Perché tu conosci il mare, mio uomo e
pescatore, e sai dove inabissare, le carezze come spume,
tra le curve che ti dono, che colano a sorsi,
raggomitolate nei recessi, in questa darsena rimasta,
per giorni ad aspettare, nelle sere ad ascoltare, il
suono dell’attesa che cala sopra il molo, il tonfo della
nebbia sopra al mio davanzale. Sono giorni che t’aspetto
e guardo l’orizzonte, ma la tua barca è sparita,
inghiottita da quest’acqua, questo torbido presagio che
ti chiama ogni volta, come una sirena in mezzo al mare,
una ninfa che t’accoglie, e bionda ti rapisce più di
quanto io riesca a fare.
Ogni mattina mi
ridesto, prima che il sole accenda il cielo, mi alzo e
poi mi trucco e ti chiedo di non tardare, perché tu
conosci il mare e sai che la rotta giusta, è quella del
mio nettare che disseta più del sale. Sistemo la nostra
casa e preparo il pane caldo, e poi chiamo Dio e guardo
l’orizzonte.
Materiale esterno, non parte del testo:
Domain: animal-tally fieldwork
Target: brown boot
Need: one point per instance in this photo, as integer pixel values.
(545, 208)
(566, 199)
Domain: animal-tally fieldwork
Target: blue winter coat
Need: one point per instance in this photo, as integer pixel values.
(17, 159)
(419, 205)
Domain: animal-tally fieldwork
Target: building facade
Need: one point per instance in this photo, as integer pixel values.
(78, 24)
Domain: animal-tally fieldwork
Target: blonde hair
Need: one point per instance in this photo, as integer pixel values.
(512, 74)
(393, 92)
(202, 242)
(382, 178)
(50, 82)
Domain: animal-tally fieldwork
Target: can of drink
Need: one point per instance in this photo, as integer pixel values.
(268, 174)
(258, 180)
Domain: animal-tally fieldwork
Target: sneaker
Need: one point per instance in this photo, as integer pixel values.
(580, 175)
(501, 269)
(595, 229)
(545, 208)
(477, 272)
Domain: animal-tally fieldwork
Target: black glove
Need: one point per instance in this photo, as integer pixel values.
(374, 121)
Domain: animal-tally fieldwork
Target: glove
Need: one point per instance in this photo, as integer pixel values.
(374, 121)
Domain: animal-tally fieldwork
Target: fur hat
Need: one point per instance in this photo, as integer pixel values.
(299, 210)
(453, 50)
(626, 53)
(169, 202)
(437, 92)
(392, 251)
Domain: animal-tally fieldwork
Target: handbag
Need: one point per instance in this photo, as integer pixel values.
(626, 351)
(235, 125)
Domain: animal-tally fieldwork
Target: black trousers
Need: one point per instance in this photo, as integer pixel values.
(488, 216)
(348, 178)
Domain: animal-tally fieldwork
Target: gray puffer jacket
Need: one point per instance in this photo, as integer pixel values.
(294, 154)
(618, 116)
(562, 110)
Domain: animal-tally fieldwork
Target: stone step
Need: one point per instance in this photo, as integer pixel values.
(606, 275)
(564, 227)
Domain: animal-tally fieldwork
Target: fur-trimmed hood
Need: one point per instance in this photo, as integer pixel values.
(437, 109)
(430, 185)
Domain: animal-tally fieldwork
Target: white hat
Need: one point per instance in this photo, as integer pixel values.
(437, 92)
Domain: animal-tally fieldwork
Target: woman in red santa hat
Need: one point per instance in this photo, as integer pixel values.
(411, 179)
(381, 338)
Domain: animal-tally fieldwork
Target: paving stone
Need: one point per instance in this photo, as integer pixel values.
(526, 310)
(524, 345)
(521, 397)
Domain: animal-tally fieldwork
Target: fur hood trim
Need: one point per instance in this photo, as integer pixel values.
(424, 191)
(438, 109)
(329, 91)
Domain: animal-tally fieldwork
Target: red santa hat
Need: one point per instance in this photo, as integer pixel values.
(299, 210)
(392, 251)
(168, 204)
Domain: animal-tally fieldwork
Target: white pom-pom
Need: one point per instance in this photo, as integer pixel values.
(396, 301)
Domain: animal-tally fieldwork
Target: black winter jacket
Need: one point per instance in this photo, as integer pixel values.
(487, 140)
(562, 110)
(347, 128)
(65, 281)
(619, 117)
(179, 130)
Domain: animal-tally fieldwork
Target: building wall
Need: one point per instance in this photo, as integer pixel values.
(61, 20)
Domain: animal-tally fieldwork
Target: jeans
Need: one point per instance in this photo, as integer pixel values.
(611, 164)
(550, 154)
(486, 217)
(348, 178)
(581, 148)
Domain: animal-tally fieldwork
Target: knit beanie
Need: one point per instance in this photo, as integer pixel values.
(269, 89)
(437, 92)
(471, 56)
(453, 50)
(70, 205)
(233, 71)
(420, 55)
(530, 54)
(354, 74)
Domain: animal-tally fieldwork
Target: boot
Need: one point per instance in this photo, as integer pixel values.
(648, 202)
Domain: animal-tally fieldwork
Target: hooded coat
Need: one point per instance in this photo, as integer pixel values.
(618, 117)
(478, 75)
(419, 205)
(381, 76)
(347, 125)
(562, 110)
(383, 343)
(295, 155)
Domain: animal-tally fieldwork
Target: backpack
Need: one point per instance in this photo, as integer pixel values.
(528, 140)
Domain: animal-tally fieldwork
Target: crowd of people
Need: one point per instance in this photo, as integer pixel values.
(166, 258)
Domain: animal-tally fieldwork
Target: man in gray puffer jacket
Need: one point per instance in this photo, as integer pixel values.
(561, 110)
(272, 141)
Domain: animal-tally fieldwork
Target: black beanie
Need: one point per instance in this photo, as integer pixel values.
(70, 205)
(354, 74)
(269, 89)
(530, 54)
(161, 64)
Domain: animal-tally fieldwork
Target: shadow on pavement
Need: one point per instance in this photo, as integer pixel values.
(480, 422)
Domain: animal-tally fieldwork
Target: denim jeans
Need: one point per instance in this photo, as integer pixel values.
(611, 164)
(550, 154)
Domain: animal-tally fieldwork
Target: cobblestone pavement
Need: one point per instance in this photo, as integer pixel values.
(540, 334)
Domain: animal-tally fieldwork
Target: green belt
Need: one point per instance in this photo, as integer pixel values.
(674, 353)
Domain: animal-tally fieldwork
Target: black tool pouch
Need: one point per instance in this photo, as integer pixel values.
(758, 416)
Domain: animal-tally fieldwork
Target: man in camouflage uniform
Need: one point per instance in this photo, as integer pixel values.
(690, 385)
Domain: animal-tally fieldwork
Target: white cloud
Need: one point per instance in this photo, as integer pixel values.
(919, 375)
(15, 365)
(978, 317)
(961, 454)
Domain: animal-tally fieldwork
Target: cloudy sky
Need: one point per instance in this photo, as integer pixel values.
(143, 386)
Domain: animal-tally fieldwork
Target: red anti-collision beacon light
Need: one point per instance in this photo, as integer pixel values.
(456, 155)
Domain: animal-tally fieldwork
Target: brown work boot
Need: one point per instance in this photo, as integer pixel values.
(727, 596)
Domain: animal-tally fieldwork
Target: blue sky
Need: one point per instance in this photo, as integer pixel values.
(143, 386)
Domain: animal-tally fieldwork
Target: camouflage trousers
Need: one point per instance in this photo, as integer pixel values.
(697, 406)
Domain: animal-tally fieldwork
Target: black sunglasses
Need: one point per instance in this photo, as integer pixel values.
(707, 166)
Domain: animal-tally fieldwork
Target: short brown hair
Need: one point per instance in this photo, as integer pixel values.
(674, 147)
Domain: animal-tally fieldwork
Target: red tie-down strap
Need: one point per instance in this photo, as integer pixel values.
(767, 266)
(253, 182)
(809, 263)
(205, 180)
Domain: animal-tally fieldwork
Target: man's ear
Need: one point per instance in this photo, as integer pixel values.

Gli parlo di te, gli chiedo di proteggerti,
di guidare la tua barca tra le mie tempeste, gli parlo
di me, delle mie fragili difese, di proteggermi da me
stessa e dalle mie intenzioni.
Ma il vento porta
via ogni mia preghiera, e Dio tace e non mi parla, e il
mare non risponde, ed io qui che mi sento inutile,
piccola per questo mare, così immenso che disperde ogni
mia parola, ogni brivido della mia pelle, bianca e
profumata, che brama le tue carezze su questa seta
trasparente.
Oh mio pescatore, mio uomo, mio
marito, dai ti prego torna, il mio seno è impaziente,
dei tuoi respiri caldi che mi rendono più viva, ed
invece sono un’ombra che si aggira in questa casa, e la
solitudine è un coltello che affonda e fa più male. Ti
giuro mio amore, ogni giorno guardo il mare, sperando di
vedere la tua vela all’orizzonte, ma vedo solo acqua,
vedo solo onde, che si rincorrono all’infinito e scavano
il mio vuoto.
E dentro di me, il terrore cresce.
E se il mare ti prendesse? E se la sua furia che
maledico ti trascinasse via? E se invece fossi io a
perdermi nell’abisso? In quello sguardo che ogni giorno
incontro e mi sorride, e accende la mia pelle che
credevo spenta. “Questo è per te.” Mi ha detto una
mattina, porgendomi un fiore, rosso come la passione,
nero come il peccato. Oh sì l’ho preso ed ho tremato, ma
non volevo, te lo giuro. A casa ho pregato, ho chiesto a
Dio di salvarmi, di scacciare quel brivido che correva
sul mio seno. Ma Dio non parla e tu sei lontano, e la
solitudine sta spezzando l’ultimo riparo, quando la
notte, nel silenzio, stringo quella rosa e la mia bocca
si avvicina al pensiero di quel bacio.
È una
catena, amore mio, una catena che mi trascina, e non so
se voglio, se ho la forza di spezzarla. È troppo forte
per le mie forze, troppo dolce per il mio ventre, che
s’apre alle sue promesse anche se so che sono vane. Tu
sei il mio uomo, quella vela all’orizzonte, il mio
nettare che cola e si fa denso nell’attesa. Corri amore
corri, non perdere altro tempo, perché un solo istante è
più lungo di un domani, oh mio pescatore, mio amante,
mio marito, ti penso sai là fuori a pescare, a tirare le
tue reti cariche di pesce. Ma lui… oddio lui è qui ora,
il suo sguardo è più caldo, è un diavolo tentatore, ma
io ti giuro che resisto, mi dico che il mare non potrà
trattenerti ancora, ma lui si avvicina ed ora è a un
solo passo, e sa che la mia pelle ha bisogno di carezze,
e sa che una donna non può restare a lungo sola, e il
mio cuore ormai è stanco, sfinito d’aspettare, di
credere che a momenti tu possa ritornare.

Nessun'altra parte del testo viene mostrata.